Anders gesagt, wir handeln aufgrund innerer und äußerer Anreize. Die Frage nach der Nutzbarkeit dieses einfachen wie ökonomischen Prinzips versucht die Motivationspsychologie zu lösen. Das bekannteste Konzept geht auf Abraham Maslow zurück. Er postuliert eine Hierarchie von Bedürfnissen ähnlich einer Pyramide. Das Fundament bildet die Sicherung des Überlebens, die Spitze der Wunsch nach Selbstverwirklichung [1]. Wer motiviert sein will, sollte seine Bedürfnisse kennen.

Arbeiten um zu leben oder leben um zu arbeiten?
Lange Zeit steuerte die Sicherung des Überlebens die Arbeitsmotivation.
Heute bedeutet Arbeit auch Lebenssinn. Spaß im Job, Selbstverwirklichung und Selbstbestätigung werden immer wichtiger. Das Team als Ersatzfamilie befriedigt soziale Bedürfnisse. Folgen wir Maslow, haben wir bereits die Spitze der Bedürfnispyramide erreicht, den Wunsch nach persönlichem Wachstum.
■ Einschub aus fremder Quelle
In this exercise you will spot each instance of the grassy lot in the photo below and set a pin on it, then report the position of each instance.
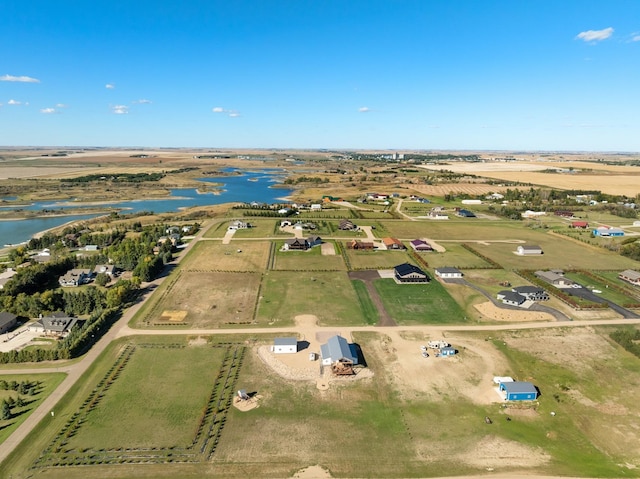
(376, 259)
(456, 256)
(215, 256)
(310, 260)
(607, 293)
(43, 385)
(329, 296)
(210, 300)
(419, 303)
(369, 310)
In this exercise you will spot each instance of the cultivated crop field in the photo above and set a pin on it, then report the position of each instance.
(210, 300)
(329, 296)
(215, 256)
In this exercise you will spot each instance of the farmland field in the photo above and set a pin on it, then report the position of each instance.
(329, 296)
(215, 256)
(229, 301)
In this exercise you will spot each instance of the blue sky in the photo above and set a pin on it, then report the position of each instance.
(395, 74)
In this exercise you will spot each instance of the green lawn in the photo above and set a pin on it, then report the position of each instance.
(419, 303)
(45, 384)
(329, 296)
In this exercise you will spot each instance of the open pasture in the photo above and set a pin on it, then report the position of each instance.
(40, 386)
(419, 303)
(375, 259)
(210, 300)
(214, 256)
(310, 260)
(329, 296)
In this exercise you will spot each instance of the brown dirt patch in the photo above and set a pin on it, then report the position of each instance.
(491, 311)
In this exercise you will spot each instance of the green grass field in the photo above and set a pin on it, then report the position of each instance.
(419, 303)
(45, 384)
(310, 260)
(329, 296)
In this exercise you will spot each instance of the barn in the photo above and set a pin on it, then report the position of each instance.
(518, 391)
(284, 346)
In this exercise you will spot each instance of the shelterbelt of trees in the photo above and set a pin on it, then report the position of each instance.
(35, 289)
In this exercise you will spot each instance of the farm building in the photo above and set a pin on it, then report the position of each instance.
(555, 278)
(525, 250)
(511, 298)
(630, 276)
(466, 213)
(393, 243)
(518, 391)
(339, 354)
(533, 293)
(448, 272)
(284, 346)
(58, 324)
(408, 273)
(420, 245)
(7, 322)
(607, 231)
(580, 224)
Sind die alten Motivationskonzepte überholt?
Geld ist nicht alles, heißt es im Volksmund, aber ohne Geld ist alles nichts. Leistungsmotivation durch äußere Anreize, wie mehr Geld oder bessere soziale Leistungen, galten als Mittel der Wahl - mit mäßigem Erfolg. In vielen Unternehmen hatten finanzielle Anreize keinen wesentlichen Einfluss auf die Motivation. Spätestens der Fall des „Motivations-Gurus“ Jürgen Höller zeigt, dass Selbstmotivation durch positives Denken und das Einschwören auf die Ziele des Unternehmens in Massenveranstaltungen keine Erfolgsgarantie ist.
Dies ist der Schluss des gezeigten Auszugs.